E ha ragione, perché dopo 20’ di necessario assestamento e lieve sofferenza, la Lazio esce fuori con coraggio e tecnica – il primo gol di Mancini è una perla di rara bellezza, il 2-0 di Casiraghi è altrettanto bello. La Roma realizzerà un persino più beffardo gol della bandiera al minuto 91. Lo siglerà Delvecchio.

6 gennaio 1998, Lazio vs Roma 4-1

Il tabellone della Coppa Italia 97/98 gioca un brutto scherzo ai tifosi capitolini: Lazio e Roma si dovranno infatti affrontare ai quarti di finale per sancire una delle quattro semifinaliste del torneo. Che la Lazio vincerà, in finale contro il Milan, riportando a Roma un trofeo che mancava da quarant’anni esatti.
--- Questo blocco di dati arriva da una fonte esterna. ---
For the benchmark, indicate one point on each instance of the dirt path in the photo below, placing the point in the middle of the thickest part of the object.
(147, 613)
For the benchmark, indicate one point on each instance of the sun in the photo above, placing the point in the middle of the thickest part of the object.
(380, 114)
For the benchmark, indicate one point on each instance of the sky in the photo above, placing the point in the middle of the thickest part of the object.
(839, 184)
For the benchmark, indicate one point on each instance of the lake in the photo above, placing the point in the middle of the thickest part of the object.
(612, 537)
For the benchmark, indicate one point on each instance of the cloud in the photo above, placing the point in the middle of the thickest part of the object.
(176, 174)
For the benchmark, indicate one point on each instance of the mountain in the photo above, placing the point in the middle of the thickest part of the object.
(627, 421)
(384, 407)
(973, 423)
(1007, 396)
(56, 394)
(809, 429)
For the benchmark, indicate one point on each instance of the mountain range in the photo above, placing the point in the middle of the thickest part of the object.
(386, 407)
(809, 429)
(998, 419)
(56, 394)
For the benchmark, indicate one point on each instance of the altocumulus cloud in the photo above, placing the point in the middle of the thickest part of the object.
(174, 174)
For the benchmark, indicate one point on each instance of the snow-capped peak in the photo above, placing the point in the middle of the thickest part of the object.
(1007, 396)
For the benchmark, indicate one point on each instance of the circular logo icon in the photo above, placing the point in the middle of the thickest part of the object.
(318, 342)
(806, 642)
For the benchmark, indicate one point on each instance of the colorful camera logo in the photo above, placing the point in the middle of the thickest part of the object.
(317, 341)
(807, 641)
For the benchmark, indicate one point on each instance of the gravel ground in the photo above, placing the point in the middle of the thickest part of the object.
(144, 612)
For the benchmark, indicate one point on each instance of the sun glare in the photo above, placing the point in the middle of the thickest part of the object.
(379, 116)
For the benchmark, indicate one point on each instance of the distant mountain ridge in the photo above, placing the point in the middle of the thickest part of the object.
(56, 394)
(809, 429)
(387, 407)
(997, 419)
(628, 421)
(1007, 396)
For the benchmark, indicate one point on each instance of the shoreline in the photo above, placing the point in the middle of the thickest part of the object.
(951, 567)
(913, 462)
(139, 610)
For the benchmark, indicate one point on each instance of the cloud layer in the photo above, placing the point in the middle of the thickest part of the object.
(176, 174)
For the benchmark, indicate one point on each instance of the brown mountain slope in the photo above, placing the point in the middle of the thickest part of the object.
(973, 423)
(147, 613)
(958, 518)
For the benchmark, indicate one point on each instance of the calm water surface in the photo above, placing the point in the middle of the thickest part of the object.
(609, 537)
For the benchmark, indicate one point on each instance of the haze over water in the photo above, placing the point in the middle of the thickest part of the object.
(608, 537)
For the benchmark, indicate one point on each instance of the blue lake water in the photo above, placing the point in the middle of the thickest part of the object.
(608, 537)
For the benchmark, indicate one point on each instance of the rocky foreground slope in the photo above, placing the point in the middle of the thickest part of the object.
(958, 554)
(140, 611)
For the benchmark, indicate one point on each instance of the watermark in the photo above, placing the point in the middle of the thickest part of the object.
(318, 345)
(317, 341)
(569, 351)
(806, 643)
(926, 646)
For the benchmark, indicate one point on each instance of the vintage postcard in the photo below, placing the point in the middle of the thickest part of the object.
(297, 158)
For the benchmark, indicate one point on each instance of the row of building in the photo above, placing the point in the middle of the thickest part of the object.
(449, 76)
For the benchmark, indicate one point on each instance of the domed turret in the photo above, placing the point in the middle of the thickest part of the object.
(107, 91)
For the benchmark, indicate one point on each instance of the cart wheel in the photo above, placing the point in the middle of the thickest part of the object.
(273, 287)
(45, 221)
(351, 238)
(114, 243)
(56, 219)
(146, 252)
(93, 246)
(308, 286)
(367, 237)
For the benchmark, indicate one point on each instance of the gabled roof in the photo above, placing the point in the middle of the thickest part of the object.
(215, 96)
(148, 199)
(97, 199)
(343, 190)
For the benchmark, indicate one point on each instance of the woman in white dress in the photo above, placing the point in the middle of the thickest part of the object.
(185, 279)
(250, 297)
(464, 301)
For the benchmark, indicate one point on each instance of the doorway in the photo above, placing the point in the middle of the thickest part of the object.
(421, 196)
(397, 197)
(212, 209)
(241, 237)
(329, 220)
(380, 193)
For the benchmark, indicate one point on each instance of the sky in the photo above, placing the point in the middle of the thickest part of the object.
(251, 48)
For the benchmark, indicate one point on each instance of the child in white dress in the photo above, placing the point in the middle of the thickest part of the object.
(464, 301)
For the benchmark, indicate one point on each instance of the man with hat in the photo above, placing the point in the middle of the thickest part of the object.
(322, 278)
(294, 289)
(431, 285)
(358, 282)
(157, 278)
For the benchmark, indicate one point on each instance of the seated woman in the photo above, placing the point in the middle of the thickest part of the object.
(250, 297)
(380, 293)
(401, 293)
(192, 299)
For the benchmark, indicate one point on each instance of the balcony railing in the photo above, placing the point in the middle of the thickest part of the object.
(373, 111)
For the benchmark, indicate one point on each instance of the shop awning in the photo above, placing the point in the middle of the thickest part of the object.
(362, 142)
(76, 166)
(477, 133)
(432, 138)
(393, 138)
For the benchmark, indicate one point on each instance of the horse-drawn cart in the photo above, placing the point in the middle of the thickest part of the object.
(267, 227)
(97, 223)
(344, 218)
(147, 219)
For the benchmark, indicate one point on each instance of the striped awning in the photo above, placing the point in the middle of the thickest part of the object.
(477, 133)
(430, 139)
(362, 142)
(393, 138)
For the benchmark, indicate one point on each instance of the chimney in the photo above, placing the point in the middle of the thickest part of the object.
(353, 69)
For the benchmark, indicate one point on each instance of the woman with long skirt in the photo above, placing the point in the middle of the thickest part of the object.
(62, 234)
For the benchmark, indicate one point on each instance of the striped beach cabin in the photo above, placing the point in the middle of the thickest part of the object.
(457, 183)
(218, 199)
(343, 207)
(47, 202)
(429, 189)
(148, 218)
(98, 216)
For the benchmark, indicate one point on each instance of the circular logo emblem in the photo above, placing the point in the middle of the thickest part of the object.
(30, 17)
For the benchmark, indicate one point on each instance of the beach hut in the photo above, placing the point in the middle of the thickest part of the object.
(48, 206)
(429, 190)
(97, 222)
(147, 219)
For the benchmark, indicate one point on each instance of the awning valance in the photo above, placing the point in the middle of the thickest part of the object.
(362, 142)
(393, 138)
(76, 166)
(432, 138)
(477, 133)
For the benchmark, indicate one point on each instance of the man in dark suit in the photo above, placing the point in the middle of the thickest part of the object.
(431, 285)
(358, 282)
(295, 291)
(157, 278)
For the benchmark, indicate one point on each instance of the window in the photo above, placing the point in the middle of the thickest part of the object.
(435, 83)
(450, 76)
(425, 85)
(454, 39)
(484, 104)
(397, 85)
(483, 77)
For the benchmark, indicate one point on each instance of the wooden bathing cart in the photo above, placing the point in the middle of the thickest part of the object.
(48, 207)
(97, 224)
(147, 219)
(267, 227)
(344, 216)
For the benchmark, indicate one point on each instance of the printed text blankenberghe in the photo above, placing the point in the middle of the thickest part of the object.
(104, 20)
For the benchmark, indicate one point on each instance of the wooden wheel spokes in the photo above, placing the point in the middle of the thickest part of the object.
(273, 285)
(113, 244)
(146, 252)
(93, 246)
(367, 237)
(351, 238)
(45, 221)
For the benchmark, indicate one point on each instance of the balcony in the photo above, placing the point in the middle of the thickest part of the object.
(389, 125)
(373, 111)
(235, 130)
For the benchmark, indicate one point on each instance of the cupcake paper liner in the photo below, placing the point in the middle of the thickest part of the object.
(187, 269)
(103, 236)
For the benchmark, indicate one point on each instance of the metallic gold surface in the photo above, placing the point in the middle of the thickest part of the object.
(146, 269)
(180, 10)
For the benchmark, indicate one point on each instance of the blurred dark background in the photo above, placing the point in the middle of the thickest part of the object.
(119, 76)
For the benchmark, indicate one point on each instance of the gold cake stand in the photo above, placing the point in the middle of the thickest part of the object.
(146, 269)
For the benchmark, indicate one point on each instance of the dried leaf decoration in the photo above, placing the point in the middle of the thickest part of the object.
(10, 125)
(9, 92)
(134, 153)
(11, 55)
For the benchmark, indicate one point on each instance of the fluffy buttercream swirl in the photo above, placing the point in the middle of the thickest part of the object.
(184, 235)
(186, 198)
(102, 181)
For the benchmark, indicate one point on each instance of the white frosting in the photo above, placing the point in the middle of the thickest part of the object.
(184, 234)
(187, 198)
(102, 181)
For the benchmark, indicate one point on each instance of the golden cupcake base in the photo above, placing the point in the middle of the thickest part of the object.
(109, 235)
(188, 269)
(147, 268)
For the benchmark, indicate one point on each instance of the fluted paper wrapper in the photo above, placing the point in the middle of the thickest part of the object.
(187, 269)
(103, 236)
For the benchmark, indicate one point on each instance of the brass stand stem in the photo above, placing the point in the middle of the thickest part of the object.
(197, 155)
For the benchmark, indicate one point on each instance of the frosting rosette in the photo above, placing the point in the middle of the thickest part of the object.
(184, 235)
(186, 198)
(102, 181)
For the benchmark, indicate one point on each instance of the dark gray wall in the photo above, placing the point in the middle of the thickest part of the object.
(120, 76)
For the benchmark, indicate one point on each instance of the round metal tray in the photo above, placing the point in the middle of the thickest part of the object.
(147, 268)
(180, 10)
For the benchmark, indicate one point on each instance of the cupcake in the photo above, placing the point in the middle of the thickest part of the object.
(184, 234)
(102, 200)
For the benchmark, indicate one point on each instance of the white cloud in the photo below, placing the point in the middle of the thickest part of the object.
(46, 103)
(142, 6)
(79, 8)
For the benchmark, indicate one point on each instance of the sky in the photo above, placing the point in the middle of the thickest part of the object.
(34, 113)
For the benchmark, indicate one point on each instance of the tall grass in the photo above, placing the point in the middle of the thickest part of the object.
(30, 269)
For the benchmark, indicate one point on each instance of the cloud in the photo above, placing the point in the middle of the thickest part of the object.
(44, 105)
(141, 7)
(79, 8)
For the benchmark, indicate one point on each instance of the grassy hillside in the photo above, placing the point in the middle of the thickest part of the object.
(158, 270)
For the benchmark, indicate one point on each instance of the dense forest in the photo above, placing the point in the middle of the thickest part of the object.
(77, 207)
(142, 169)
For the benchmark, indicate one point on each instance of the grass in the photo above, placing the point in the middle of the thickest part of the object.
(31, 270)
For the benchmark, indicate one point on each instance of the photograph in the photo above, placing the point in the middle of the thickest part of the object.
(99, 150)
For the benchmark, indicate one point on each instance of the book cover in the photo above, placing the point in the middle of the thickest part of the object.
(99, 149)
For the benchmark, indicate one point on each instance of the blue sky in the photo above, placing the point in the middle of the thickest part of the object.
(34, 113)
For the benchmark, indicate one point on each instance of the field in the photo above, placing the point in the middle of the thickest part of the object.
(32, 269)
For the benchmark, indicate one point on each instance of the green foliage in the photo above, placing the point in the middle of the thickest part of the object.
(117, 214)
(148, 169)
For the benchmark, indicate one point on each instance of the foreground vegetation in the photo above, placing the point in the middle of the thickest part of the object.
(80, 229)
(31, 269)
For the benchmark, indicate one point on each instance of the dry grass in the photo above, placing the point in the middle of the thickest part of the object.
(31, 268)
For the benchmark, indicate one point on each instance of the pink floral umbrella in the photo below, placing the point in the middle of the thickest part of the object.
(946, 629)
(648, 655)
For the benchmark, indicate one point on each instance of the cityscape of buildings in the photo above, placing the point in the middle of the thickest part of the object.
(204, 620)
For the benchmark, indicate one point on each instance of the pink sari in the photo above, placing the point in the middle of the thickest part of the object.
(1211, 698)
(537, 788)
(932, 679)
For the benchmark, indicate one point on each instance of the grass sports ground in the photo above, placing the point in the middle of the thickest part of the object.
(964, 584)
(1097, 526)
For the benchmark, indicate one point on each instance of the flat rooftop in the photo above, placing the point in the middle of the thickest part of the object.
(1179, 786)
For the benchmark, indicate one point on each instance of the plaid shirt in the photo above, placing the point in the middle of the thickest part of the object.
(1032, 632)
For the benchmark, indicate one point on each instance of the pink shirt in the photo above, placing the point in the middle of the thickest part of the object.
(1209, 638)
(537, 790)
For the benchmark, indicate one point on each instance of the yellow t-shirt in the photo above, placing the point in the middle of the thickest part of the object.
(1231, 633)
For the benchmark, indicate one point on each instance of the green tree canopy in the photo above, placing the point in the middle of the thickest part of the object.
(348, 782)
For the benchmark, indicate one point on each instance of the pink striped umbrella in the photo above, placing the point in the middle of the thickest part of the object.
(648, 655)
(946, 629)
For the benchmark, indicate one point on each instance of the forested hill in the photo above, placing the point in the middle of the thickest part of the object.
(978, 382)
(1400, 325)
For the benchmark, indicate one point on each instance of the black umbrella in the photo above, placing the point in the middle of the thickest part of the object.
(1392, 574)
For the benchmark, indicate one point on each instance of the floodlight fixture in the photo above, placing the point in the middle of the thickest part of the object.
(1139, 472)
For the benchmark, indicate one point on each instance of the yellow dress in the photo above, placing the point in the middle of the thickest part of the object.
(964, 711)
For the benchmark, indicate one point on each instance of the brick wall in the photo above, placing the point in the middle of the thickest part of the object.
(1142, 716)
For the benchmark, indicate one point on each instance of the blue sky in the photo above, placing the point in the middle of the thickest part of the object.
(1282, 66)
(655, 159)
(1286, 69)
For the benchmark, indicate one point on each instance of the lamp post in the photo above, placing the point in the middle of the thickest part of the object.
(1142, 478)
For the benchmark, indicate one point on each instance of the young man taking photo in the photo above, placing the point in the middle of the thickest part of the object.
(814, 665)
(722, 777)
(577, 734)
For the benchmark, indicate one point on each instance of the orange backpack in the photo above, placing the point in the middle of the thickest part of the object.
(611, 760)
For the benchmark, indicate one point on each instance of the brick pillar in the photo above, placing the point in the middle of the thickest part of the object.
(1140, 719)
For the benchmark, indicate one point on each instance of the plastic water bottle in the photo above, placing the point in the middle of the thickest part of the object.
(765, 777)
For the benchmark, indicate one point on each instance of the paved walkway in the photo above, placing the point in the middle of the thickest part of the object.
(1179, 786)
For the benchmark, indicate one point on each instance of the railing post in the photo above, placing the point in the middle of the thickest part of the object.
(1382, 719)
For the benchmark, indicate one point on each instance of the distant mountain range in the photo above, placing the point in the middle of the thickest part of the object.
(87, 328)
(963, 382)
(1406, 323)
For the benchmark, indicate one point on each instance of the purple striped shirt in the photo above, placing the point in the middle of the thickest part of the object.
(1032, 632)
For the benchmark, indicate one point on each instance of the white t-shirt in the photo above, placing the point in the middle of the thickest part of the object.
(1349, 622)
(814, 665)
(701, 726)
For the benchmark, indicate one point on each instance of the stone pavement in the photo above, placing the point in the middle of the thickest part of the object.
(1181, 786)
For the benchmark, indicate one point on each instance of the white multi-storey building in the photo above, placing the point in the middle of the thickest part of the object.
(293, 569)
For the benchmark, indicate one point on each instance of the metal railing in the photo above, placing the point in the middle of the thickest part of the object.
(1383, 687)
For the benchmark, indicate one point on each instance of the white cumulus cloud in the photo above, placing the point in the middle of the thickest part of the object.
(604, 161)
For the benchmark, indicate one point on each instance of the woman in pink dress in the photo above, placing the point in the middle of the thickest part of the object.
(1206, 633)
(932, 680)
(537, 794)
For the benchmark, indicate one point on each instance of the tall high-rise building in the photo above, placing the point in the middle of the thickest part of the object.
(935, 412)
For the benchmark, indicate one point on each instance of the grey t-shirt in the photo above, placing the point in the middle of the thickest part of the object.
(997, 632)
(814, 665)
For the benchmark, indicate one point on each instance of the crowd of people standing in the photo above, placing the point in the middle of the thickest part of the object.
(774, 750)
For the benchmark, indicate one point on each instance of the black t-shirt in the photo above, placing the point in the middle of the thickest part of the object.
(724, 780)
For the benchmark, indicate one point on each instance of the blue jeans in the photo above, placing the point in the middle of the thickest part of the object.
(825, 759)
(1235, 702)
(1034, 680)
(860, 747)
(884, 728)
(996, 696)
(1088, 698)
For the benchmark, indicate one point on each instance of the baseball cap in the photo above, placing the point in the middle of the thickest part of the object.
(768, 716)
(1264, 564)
Il primo dei due derby ravvicinati va ricordato nel segno delle saette scagliate da Zeman a Boksic – i due si erano lasciati molto male nella precedente avventura del boemo sulla panchina della Lazio.

Errore fatale del boemo, che dopo un solo minuto di gioco si vede Boksic esultare a distanza sotto la Sud per il vantaggio della Lazio. Che replicherà al 32’ con rigore di Jugovic, su fallo commesso da Konsel proprio su Boksic. Al 39’ la Roma sembra rientrare in gara grazie a una rete di Balbo, ma nella ripresa prima il pallonetto magico di Mancini e poi la punizione di seconda da fuori area di Fuser chiudono i conti sul 4-1.

21 gennaio 1998, Roma vs Lazio 1-2

Il ritorno è una sorta di formalità.

La Lazio è costretta a rinunciare a Boksic, Casiraghi, Almeyda e Favalli, ma il risultato dell’andata fa stare tranquilli i tifosi. Senza centravanti, con Mancini falso nove, la Lazio domina e va in vantaggio grazie a un rigore ancora di Jugovic, glaciale dagli 11 metri. Nella ripresa la Roma d’orgoglio pareggia i conti con Paulo Sergio. La partita scivola lentamente verso la fine, il cui esito è d’altra parte già scritto dalla partita d’andata.

Eriksson accentua allora il turnover inserendo Venturin e Gottardi. Ed è proprio quest’ultimo, Guerino, a trovare la rete del 2-1 al 91’ grazie a un assist involontario di Damiano Tommasi sotto la Nord. Delirio biancoceleste.

8 marzo 1998, Lazio vs Roma 2-0

L’ultimo dei quattro derby vinti dalla Lazio in una sola stagione è senza dubbio il più bello.

Forse perché ha fatto la storia, o forse più semplicemente perché dinnanzi al sempre composto Sven Goran Eriksson è saggio segnalare, quando presenti, gli hapax legomenon (i termini unici, mai utilizzati prima): come al termine di quella 24a giornata di campionato, con la Lazio vincitrice 4 volte su 4 nella stracittadina e a soli 4 punti dalla Juventus prima.

I ragazzi hanno disputato una partita quasi perfetta, è stato il derby più bello: l’abbiamo dominato”.

È la Lazio, quella, dei diciotto risultati utili consecutivi tra campionato e coppe. Diciotto.

L’hanno decisa due giocatori simbolo della prima Lazio di Eriksson: Alen l’alieno Boksic (al 50’) e Pavel Nedved (al 62’). Due gol di ribattuta, su due respinte così così del povero Konsel, stordito dalla potenza di quella Lazio. Non a caso, due gol di ribattuta. Come a voler dire: il derby lo vince chi non è mai sazio. Che quella stagione fece rima con Lazio.